# Midnight Commander not working



## proton1234 (Jul 1, 2021)

11.4-RELEASE-p12

mc 4.8.26_2 installed via

```
pkg install mc
```


I don't know when it happened or after what but MC always was Ok and stable.

But now first time I lauch it is Ok but if I quit from it by pressing F10 and try to run it again from cli I get an error shown on mc-1.png and if I click mouse buttons I got some symbols in command line as in mc-2.png until I press "Control + C".

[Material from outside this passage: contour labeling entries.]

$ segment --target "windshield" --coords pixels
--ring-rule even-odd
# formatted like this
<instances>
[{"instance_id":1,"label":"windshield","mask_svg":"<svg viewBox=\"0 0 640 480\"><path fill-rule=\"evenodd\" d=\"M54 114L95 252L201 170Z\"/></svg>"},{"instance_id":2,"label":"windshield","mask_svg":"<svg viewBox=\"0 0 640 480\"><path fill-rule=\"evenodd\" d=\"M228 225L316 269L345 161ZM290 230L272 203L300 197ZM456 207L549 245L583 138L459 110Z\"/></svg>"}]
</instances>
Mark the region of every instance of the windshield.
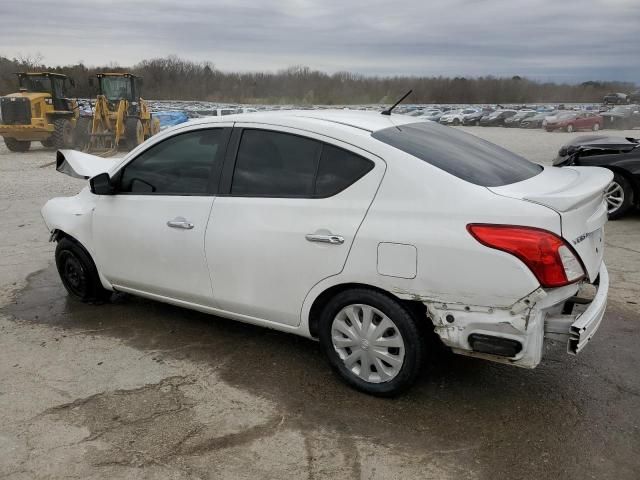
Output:
<instances>
[{"instance_id":1,"label":"windshield","mask_svg":"<svg viewBox=\"0 0 640 480\"><path fill-rule=\"evenodd\" d=\"M540 165L475 135L431 122L385 128L371 136L483 187L521 182L543 170Z\"/></svg>"},{"instance_id":2,"label":"windshield","mask_svg":"<svg viewBox=\"0 0 640 480\"><path fill-rule=\"evenodd\" d=\"M51 79L45 75L26 75L20 77L20 88L28 92L51 92Z\"/></svg>"},{"instance_id":3,"label":"windshield","mask_svg":"<svg viewBox=\"0 0 640 480\"><path fill-rule=\"evenodd\" d=\"M133 100L130 77L102 77L100 79L100 91L110 101L122 98Z\"/></svg>"}]
</instances>

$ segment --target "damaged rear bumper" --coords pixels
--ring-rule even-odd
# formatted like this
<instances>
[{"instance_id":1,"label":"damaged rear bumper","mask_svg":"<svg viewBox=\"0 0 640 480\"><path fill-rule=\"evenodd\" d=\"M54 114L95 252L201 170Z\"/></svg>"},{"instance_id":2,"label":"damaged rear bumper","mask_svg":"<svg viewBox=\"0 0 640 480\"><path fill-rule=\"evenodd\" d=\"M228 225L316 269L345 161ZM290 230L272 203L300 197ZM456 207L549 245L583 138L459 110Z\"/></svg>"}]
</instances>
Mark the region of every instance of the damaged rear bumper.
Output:
<instances>
[{"instance_id":1,"label":"damaged rear bumper","mask_svg":"<svg viewBox=\"0 0 640 480\"><path fill-rule=\"evenodd\" d=\"M435 332L454 353L534 368L545 339L566 342L574 355L585 347L602 322L608 291L602 263L593 284L539 288L508 308L424 303Z\"/></svg>"},{"instance_id":2,"label":"damaged rear bumper","mask_svg":"<svg viewBox=\"0 0 640 480\"><path fill-rule=\"evenodd\" d=\"M565 305L570 305L570 311L565 309L563 313L549 315L545 320L545 337L565 341L567 353L572 355L582 351L595 335L604 318L609 291L609 273L604 263L600 267L594 286L597 290L593 299L582 301L584 299L580 296L569 299Z\"/></svg>"}]
</instances>

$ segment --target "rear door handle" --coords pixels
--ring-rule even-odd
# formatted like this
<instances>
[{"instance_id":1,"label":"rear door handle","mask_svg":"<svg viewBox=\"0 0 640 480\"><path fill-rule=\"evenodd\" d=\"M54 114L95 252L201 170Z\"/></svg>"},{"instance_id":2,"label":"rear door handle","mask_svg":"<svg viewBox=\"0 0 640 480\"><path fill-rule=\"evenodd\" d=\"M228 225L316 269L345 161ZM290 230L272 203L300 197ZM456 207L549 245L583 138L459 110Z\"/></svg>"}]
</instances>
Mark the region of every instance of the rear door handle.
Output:
<instances>
[{"instance_id":1,"label":"rear door handle","mask_svg":"<svg viewBox=\"0 0 640 480\"><path fill-rule=\"evenodd\" d=\"M176 217L173 220L169 220L167 226L171 228L182 228L184 230L191 230L194 227L193 223L187 221L184 217Z\"/></svg>"},{"instance_id":2,"label":"rear door handle","mask_svg":"<svg viewBox=\"0 0 640 480\"><path fill-rule=\"evenodd\" d=\"M331 243L333 245L342 245L344 237L340 235L320 235L317 233L309 233L305 238L310 242Z\"/></svg>"}]
</instances>

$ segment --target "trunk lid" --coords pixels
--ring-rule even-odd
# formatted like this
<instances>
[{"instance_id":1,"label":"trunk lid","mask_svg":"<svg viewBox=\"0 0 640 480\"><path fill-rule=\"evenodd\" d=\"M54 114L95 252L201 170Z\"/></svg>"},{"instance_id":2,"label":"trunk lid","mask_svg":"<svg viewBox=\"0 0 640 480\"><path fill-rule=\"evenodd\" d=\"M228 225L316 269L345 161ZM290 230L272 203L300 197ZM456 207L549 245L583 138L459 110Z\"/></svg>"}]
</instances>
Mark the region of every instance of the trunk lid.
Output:
<instances>
[{"instance_id":1,"label":"trunk lid","mask_svg":"<svg viewBox=\"0 0 640 480\"><path fill-rule=\"evenodd\" d=\"M598 167L545 167L523 182L491 187L493 193L549 207L560 215L561 235L576 251L590 281L598 276L604 250L607 205L604 191L613 173Z\"/></svg>"}]
</instances>

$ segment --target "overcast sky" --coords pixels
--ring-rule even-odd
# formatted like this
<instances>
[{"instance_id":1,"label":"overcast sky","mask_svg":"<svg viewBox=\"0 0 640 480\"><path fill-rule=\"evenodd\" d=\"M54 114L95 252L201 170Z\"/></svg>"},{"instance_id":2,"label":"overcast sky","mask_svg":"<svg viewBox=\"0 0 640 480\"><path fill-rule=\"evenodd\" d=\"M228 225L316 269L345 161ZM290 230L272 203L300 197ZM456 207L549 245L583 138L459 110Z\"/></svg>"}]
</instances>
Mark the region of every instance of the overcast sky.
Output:
<instances>
[{"instance_id":1,"label":"overcast sky","mask_svg":"<svg viewBox=\"0 0 640 480\"><path fill-rule=\"evenodd\" d=\"M0 55L640 83L640 0L0 0Z\"/></svg>"}]
</instances>

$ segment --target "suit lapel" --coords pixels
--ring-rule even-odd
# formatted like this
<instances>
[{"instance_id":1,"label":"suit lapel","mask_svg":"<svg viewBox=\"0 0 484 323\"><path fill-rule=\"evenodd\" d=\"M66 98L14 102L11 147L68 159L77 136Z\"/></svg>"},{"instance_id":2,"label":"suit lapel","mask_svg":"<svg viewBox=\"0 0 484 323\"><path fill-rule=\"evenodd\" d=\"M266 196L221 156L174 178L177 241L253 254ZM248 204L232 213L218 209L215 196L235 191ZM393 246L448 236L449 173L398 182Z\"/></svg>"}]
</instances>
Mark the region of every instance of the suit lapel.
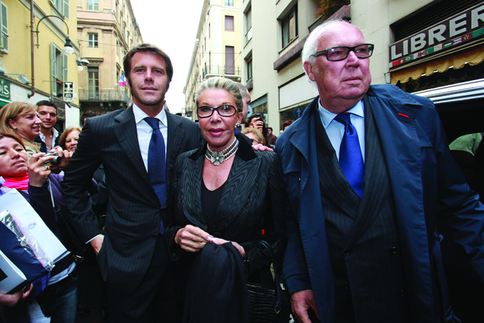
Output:
<instances>
[{"instance_id":1,"label":"suit lapel","mask_svg":"<svg viewBox=\"0 0 484 323\"><path fill-rule=\"evenodd\" d=\"M140 144L138 142L138 131L136 131L136 122L133 113L133 107L130 107L124 110L118 115L115 120L118 123L115 124L113 131L121 148L133 164L133 167L151 187L151 183L148 177L148 172L145 167L145 163L141 157Z\"/></svg>"},{"instance_id":2,"label":"suit lapel","mask_svg":"<svg viewBox=\"0 0 484 323\"><path fill-rule=\"evenodd\" d=\"M252 186L257 182L260 166L261 158L245 161L236 155L234 156L229 177L215 211L214 223L217 227L216 229L225 229L241 212L252 192ZM223 221L221 221L222 219Z\"/></svg>"},{"instance_id":3,"label":"suit lapel","mask_svg":"<svg viewBox=\"0 0 484 323\"><path fill-rule=\"evenodd\" d=\"M345 248L351 248L371 225L382 201L390 192L387 166L366 97L364 98L364 122L366 151L363 198Z\"/></svg>"},{"instance_id":4,"label":"suit lapel","mask_svg":"<svg viewBox=\"0 0 484 323\"><path fill-rule=\"evenodd\" d=\"M181 193L180 196L183 196L183 199L181 201L183 214L189 221L198 225L200 228L206 231L207 224L203 215L201 215L204 160L204 156L201 156L196 160L189 157L187 158L186 168L183 169L185 175L182 176L183 183L179 183L179 187Z\"/></svg>"}]
</instances>

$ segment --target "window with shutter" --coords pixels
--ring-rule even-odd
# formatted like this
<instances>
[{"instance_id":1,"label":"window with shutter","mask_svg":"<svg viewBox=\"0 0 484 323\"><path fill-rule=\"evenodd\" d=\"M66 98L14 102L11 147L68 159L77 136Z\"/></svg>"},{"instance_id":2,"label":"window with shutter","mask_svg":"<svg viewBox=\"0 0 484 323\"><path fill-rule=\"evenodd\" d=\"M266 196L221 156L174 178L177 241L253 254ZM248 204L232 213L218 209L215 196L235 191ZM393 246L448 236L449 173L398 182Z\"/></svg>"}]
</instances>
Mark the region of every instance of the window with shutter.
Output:
<instances>
[{"instance_id":1,"label":"window with shutter","mask_svg":"<svg viewBox=\"0 0 484 323\"><path fill-rule=\"evenodd\" d=\"M57 48L54 43L50 44L50 87L53 94L57 94Z\"/></svg>"},{"instance_id":2,"label":"window with shutter","mask_svg":"<svg viewBox=\"0 0 484 323\"><path fill-rule=\"evenodd\" d=\"M67 54L62 53L62 81L67 82L67 64L68 61L67 60Z\"/></svg>"},{"instance_id":3,"label":"window with shutter","mask_svg":"<svg viewBox=\"0 0 484 323\"><path fill-rule=\"evenodd\" d=\"M0 17L1 18L1 47L3 53L8 53L8 15L7 6L0 2Z\"/></svg>"},{"instance_id":4,"label":"window with shutter","mask_svg":"<svg viewBox=\"0 0 484 323\"><path fill-rule=\"evenodd\" d=\"M225 16L225 30L234 31L234 16Z\"/></svg>"}]
</instances>

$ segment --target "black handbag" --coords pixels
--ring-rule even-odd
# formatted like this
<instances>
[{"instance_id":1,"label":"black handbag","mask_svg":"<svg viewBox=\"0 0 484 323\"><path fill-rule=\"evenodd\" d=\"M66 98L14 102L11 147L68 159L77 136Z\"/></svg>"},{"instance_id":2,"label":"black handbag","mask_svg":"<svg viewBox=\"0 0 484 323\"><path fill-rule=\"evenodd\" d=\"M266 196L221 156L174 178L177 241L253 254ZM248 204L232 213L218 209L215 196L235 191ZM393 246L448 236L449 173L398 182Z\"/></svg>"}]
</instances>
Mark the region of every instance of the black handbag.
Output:
<instances>
[{"instance_id":1,"label":"black handbag","mask_svg":"<svg viewBox=\"0 0 484 323\"><path fill-rule=\"evenodd\" d=\"M95 254L92 248L79 239L69 216L67 207L55 203L54 209L57 219L57 226L62 238L64 238L64 247L71 251L74 260L77 263L81 263L86 258L95 259Z\"/></svg>"},{"instance_id":2,"label":"black handbag","mask_svg":"<svg viewBox=\"0 0 484 323\"><path fill-rule=\"evenodd\" d=\"M247 284L250 307L250 322L263 323L287 323L291 313L289 294L281 288L279 275L272 249L266 241L259 241L270 250L274 264L274 288L270 288L251 283Z\"/></svg>"}]
</instances>

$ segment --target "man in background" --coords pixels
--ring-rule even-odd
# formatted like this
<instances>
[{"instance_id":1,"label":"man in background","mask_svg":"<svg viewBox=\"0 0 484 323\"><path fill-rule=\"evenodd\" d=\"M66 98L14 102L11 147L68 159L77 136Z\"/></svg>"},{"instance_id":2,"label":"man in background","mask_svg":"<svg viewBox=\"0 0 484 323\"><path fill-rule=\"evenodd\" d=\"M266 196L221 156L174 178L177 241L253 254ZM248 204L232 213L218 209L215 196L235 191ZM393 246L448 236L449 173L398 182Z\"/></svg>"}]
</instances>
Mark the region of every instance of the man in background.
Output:
<instances>
[{"instance_id":1,"label":"man in background","mask_svg":"<svg viewBox=\"0 0 484 323\"><path fill-rule=\"evenodd\" d=\"M41 151L48 154L50 152L50 149L59 146L60 133L54 128L57 121L57 107L53 102L46 100L39 101L36 105L39 107L37 113L42 123L40 126L40 133L34 141L40 143Z\"/></svg>"}]
</instances>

reinstalling MC via ports ends with same result

```
cd /usr/ports/misc/mc && make && make install
```

Any suggestions? Putty is used as a terminal.


----------



## Alain De Vos (Jul 1, 2021)

What if you install it from the packages.
pkg install mc


----------



## proton1234 (Jul 1, 2021)

Alain De Vos said:


> What if you install it from the packages.
> pkg install mc


same result

reinstalling glib has no effect

seems like the only way to make it working is run with -u key that means no subshell

```
#>mc -u
```


----------



## Menelkir (Jul 1, 2021)

proton1234 said:


> same result
> 
> reinstalling glib has no effect
> 
> ...


What shell are you using when you got this error? Do you have the same error with tcsh or bash?


----------



## proton1234 (Jul 1, 2021)

Menelkir said:


> What shell are you using when you got this error? Do you have the same error with tcsh or bash?


\bin\sh

and

```
#>bash
#>mc
```
accomplishes nothing


----------



## mr8ash (Jul 1, 2021)

i have been using mc -u for about 3 yrs. i thought it was something wrong with my system.


----------



## proton1234 (Jul 1, 2021)

As appeared problem is in shell type. If bash not a default shell MC should be run as

```
env SHELL=/usr/local/bin/bash mc
```


----------



## mtu (Jul 1, 2021)

People regularly report problems concerning mc's subshell feature. I've always compiled mc without this feature. Maybe it's time to disable it by default for binary pkgs as well.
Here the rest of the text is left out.